A popular technique for enhancing artificial intelligence efficiency presents drawbacks.
One of the most common techniques to optimize the efficiency of artificial intelligence models, quantization, has certain limitations, and the industry may be close to reaching them.
One of the most commonly used techniques to increase the efficiency of artificial intelligence models is quantization, although it has its limits, and the industry may be approaching them. In the realm of AI, quantization involves reducing the number of bits needed to represent information, similar to how one might respond to the question of the time. Instead of a detailed answer, simpler formulas are chosen that, while correct, encompass less detail. The need for precision varies depending on the context.

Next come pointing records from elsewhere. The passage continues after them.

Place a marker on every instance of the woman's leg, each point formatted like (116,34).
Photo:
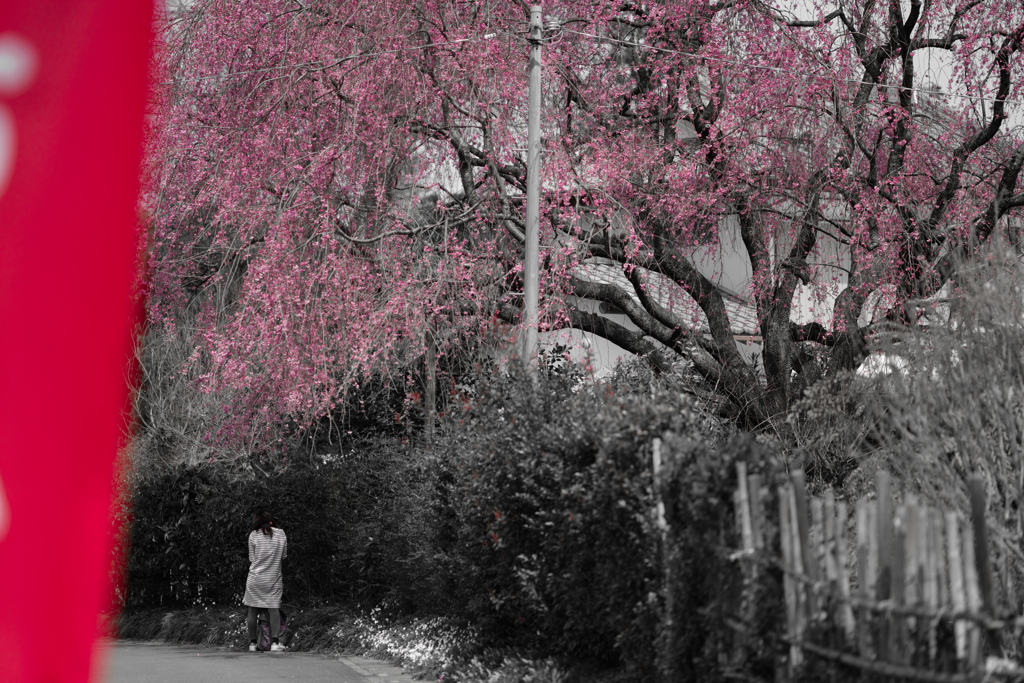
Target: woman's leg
(274,623)
(251,624)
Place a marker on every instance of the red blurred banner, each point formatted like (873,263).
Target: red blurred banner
(73,79)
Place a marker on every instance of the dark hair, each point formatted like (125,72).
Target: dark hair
(262,521)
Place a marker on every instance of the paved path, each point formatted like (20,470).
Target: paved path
(160,663)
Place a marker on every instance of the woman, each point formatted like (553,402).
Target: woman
(267,546)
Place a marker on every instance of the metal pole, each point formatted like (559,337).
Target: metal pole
(530,260)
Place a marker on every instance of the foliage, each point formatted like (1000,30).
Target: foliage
(956,408)
(329,181)
(350,523)
(708,604)
(532,520)
(550,512)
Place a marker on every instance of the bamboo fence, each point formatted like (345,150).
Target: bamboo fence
(910,599)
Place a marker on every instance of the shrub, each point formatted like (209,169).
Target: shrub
(349,528)
(550,493)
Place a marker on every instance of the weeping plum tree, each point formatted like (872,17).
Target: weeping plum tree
(332,178)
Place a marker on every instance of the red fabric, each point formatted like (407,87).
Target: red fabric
(67,263)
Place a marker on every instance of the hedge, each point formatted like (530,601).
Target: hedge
(531,519)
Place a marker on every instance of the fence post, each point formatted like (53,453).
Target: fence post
(973,598)
(666,669)
(884,541)
(803,530)
(842,559)
(788,582)
(956,591)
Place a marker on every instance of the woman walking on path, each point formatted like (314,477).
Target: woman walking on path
(267,546)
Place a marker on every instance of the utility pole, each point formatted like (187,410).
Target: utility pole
(530,265)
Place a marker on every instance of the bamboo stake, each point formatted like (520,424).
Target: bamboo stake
(942,579)
(757,505)
(956,591)
(984,568)
(932,542)
(807,555)
(884,543)
(849,626)
(798,564)
(865,586)
(911,532)
(832,570)
(817,536)
(788,585)
(974,602)
(883,483)
(743,507)
(897,626)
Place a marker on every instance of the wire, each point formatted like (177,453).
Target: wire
(561,28)
(780,70)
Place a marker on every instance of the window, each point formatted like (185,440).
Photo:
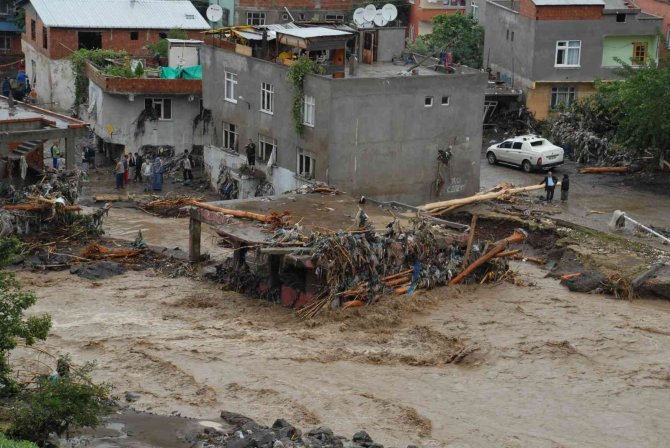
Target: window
(306,165)
(567,53)
(255,18)
(161,106)
(562,96)
(230,136)
(267,97)
(5,41)
(265,147)
(639,53)
(308,107)
(230,87)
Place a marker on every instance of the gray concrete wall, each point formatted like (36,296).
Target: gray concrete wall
(591,33)
(121,114)
(385,140)
(391,43)
(513,58)
(371,136)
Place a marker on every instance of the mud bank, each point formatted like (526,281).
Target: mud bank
(544,367)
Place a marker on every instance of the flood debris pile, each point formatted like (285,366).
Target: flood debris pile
(49,206)
(246,433)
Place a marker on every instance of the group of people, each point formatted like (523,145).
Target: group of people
(147,171)
(550,181)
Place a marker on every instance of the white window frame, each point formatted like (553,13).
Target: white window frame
(162,102)
(265,146)
(230,87)
(230,136)
(306,165)
(256,17)
(569,92)
(565,46)
(308,110)
(267,98)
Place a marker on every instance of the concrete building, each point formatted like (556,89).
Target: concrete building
(660,8)
(56,28)
(370,129)
(422,12)
(130,114)
(555,49)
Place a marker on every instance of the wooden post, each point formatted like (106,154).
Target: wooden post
(194,231)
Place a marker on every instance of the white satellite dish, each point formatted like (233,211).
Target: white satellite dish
(369,13)
(358,16)
(390,12)
(214,13)
(379,19)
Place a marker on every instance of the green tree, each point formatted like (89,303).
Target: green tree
(458,34)
(14,328)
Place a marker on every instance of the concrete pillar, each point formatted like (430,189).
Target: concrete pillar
(194,231)
(69,153)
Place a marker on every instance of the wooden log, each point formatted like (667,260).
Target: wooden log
(516,237)
(605,169)
(236,213)
(480,197)
(471,238)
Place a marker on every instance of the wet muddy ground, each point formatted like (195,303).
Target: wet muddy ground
(543,367)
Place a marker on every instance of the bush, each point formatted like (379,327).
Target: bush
(8,443)
(58,405)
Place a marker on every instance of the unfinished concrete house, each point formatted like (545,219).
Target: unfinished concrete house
(56,28)
(378,128)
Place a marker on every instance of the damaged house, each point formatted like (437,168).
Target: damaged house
(555,49)
(381,127)
(56,28)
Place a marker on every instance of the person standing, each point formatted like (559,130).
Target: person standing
(549,182)
(138,168)
(157,184)
(132,167)
(146,173)
(251,154)
(565,187)
(119,171)
(55,155)
(187,166)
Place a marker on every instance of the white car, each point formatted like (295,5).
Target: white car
(530,152)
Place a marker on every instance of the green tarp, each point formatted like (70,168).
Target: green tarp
(194,72)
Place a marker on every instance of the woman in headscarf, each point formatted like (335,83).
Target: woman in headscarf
(157,183)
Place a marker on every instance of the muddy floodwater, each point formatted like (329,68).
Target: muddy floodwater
(542,367)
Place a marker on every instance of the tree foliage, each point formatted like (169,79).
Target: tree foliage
(14,328)
(458,34)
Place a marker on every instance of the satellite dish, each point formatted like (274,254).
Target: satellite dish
(214,13)
(358,16)
(369,13)
(379,19)
(390,12)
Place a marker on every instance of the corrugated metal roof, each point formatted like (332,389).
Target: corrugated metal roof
(306,33)
(133,14)
(569,2)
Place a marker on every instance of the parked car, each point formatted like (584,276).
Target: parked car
(530,152)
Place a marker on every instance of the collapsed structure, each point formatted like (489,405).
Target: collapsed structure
(372,120)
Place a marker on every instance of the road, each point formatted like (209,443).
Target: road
(593,197)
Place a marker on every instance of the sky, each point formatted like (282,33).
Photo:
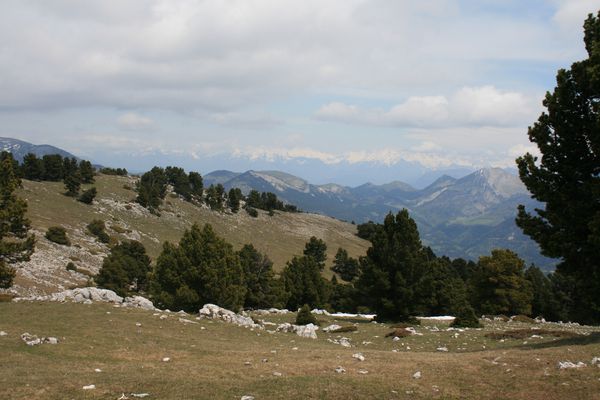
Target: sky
(241,84)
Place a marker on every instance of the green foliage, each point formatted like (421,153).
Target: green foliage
(252,212)
(32,168)
(304,283)
(262,289)
(202,269)
(113,171)
(347,267)
(466,318)
(500,285)
(125,268)
(152,188)
(196,185)
(317,249)
(394,279)
(234,197)
(215,195)
(98,229)
(180,181)
(58,234)
(72,184)
(567,177)
(305,317)
(367,230)
(15,243)
(86,170)
(88,196)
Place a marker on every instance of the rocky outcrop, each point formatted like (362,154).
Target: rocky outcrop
(212,311)
(90,295)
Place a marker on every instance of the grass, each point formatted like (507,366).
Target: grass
(208,359)
(280,236)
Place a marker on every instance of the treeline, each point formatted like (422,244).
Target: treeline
(398,279)
(152,189)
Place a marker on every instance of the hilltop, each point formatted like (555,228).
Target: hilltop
(281,236)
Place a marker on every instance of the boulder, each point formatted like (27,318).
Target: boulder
(212,311)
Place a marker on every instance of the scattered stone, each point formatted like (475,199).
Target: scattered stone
(569,364)
(33,340)
(212,311)
(332,327)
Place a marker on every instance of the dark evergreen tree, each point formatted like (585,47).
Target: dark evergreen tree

AI models are composed of different elements that can be quantized, especially the parameters, which are the internal variables that the models use to make predictions or decisions. This is practical, as models perform millions of calculations when executed. Quantized models, which use fewer bits to represent their parameters, require less mathematical demand and, therefore, fewer computational resources. It is important to clarify that this process is distinct from "distillation," which involves a more specific pruning of parameters.
However, quantization can lead to more drawbacks than previously thought. A study conducted by researchers from several prestigious universities indicates that quantized models experience inferior performance if the original unquantized version was trained for a long time with large volumes of data. This suggests that, in certain cases, it may be preferable to train a smaller model rather than reduce a larger one, which could be problematic for AI companies that train extremely large models in the hope of improving answer quality and then attempt to quantize them to reduce costs.
These effects are already beginning to be observed. Recently, it was reported that the quantization of Meta's Llama 3 model was found to be "more detrimental" compared to other models, possibly due to its training process. Tanishq Kumar, a Harvard mathematics student and lead author of the study, expressed that the main cost in AI is inference, and his research shows that one of the ways to reduce it may not be sustainable in the long run.
Contrary to what one might think, the inference cost of an AI model, such as when ChatGPT responds to a question, is often higher than the training cost of the model. For example, it is estimated that Google spent around 191 million dollars to train one of its most prominent models, while using that model to generate 50-word answers to half of the search queries would cost them nearly 6 billion dollars a year.
AI labs have adopted the strategy of training models on massive datasets under the belief that "scaling" the data and computational power used in training will translate into more competent AI. For instance, Meta trained Llama 3 with a dataset of 15 trillion tokens, compared to the 2 trillion used to train the previous generation, Llama 2. However, there is evidence suggesting that scaling may eventually yield diminishing returns, as seen in recent models trained by Anthropic and Google that did not meet internal expectations.
In light of the labs' resistance to training models with smaller datasets, the question arises whether there are ways to make models less susceptible to degradation. Kumar suggests that training models in "low precision" could make them more robust. The term "precision" refers to the number of digits that a type of numerical data can accurately represent. Most current models are trained with a precision of 16 bits and then quantized to 8 bits. This conversion involves a loss of precision in some components of the model (such as its parameters), which can be understood as rounding certain calculations.
Hardware manufacturers, like Nvidia, promote the use of lower precision in the inference of quantized models, and their new Blackwell chip supports 4-bit precision. However, Kumar warns that unless the original model has a remarkably large number of parameters, using precisions lower than 7 or 8 bits can lead to a significant decrease in quality.
Despite the technical complexity of the study, the underlying message is that AI models are not fully understood and that common solutions that work in other types of calculations may not be effective here. Kumar emphasizes that there are limits to the optimizations that can be made and that his work aims to add nuance to the discussions about the use of increasingly low precisions for training and inference of models. Although his study has a relatively small scope, they plan to conduct more tests in the future, trusting that the learning gained will endure: there are no free alternatives when it comes to reducing inference costs.